Dawlat slammed the door and the sound of the bolt was heard as she locked it. The neighbors went up to Zaki Bey and said that what had happened just now was quite inappropriate and that whatever differences there might be, it was shameful for respectable people such as Zaki Bey and his sister to fight like that. Zaki Bey nodded, smiling sadly as he withdrew, and before entering the elevator told the neighbors in a conciliatory, apologetic tone, “Sorry to have disturbed you, everyone. It’s just a misunderstanding. God willing, everything will get sorted out.”
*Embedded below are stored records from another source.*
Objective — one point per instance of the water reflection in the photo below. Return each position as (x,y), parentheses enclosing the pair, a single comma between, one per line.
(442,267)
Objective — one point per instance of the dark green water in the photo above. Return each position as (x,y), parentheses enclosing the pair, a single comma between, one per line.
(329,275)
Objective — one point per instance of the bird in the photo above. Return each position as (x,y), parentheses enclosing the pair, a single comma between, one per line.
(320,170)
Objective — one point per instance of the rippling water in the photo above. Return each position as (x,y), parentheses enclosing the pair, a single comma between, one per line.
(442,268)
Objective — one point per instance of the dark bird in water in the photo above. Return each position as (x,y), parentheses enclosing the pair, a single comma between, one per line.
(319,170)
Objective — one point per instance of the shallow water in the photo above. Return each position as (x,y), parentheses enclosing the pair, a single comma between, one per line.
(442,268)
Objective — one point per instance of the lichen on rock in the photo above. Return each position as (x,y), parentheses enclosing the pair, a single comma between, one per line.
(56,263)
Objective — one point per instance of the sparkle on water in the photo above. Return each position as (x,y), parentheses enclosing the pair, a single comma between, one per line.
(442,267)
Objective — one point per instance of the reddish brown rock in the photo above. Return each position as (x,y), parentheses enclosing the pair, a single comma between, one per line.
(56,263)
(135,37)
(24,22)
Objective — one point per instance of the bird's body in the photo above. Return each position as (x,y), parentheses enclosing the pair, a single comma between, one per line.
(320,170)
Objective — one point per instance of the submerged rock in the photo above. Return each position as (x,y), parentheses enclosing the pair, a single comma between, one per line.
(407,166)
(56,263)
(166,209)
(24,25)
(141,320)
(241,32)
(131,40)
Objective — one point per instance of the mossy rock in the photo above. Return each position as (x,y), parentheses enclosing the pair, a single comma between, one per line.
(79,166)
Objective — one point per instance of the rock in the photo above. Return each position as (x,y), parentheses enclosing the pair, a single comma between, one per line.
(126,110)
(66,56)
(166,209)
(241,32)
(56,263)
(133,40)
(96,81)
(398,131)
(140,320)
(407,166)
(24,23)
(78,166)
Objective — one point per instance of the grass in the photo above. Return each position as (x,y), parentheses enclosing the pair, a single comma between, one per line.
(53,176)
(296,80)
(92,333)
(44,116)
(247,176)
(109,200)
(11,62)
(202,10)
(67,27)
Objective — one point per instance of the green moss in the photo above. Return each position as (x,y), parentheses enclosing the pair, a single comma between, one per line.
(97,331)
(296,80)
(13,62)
The numerous, oft-repeated stories about the politician Kamal el Fouli assert that he grew up in an extremely poor family from Shibin el Kom, in the governorate of El Minoufiya. Despite his poverty he was extremely intelligent and ambitious, obtaining a general secondary certificate in 1955 with one of the top placements in the nation, and he plunged into politics the moment he joined the Faculty of Law. Kamal el Fouli became a member of each of the regime’s political structures in succession — the Liberation Organization and the National Union, followed by the Socialist Union and the Vanguard Organization, then the Center Platform, the Egypt Party, and, finally, the Patriotic Party. Throughout these shifts, he was always the most enthusiastic and loudest voice in support of the principles of the governing party. During Nasser’s era he gave lectures and wrote works on the necessity for and historical inevitability of the socialist transformation. And when the state switched to capitalism, he became one of the greatest supporters of privatization and the free economy, mounting from beneath the parliament dome a fierce and celebrated campaign against the public sector and totalitarian ideas in general. He was one of the few Egyptian politicians who had managed to keep a seat in parliament for more than thirty consecutive years.